Prueba de su desliz es la nota que envío su gobierno hace unos días, en la que lo desautoriza por sus declaraciones y asume la responsabilidad de lo dicho por usted, tratando de protegerlo, al tiempo que reitera su respeto absoluto a la soberanía de México. Es decir, la relación bilateral entre México y Estados Unidos es institucional y no personal.

Estoy cierto que su actuación injerencista fue seguramente influenciada por la oposición y la derechiza mexicana, que siempre recurre al extranjero cuando se ve vencida, perdida, superada y sin argumentos, sin importar la soberanía del país, ni las formas diplomáticas.
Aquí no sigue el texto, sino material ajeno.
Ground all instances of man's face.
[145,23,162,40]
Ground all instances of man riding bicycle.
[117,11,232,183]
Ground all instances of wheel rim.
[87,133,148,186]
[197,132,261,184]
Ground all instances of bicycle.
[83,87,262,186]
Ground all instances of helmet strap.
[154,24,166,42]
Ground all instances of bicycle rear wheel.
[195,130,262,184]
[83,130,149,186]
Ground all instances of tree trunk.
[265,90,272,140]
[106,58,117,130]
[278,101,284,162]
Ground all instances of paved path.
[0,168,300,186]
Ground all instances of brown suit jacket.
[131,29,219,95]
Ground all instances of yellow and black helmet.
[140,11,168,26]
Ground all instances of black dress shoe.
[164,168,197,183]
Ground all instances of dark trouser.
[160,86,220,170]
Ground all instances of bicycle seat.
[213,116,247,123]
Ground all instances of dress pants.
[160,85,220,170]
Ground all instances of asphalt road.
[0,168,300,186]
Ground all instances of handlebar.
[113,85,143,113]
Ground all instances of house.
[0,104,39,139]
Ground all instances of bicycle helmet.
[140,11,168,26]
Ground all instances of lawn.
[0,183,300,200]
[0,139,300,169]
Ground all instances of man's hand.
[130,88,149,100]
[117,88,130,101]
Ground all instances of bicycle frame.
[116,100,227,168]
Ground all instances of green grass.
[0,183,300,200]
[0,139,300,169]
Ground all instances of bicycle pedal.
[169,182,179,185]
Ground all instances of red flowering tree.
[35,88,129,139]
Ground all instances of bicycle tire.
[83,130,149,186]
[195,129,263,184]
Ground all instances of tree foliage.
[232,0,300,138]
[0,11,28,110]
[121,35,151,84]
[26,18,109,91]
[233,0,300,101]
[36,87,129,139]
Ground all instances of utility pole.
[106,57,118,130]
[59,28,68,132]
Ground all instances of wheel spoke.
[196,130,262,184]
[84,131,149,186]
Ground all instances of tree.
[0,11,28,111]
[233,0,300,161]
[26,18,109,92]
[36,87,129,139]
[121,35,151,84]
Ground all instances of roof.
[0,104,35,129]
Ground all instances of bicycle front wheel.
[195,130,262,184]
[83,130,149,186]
Pues bien, estimado embajador, vaya haciendo maletas y despidiéndose de sus amigos conservadores, pues la nota de extrañamiento enviada por AMLO a su gobierno, y que quedará para siempre en su expediente -por entrometido-, significa que no será recibido más en palacio nacional, pues está usted en pausa, ni mucho menos condecorado por sus servicios, pues su comisión en México terminará muy pronto, ya que dejó de ser un interlocutor confiable para México.

Debiera aprender el embajador de George Strait, un verdadero vaquero y rey del country en Texas, que en una de sus canciones -que seguramente no conoce el embajador-, dice “this is where the cawboy rides away”, cuando se da cuenta que ha perdido al amor de su vida, es decir, a la 4T.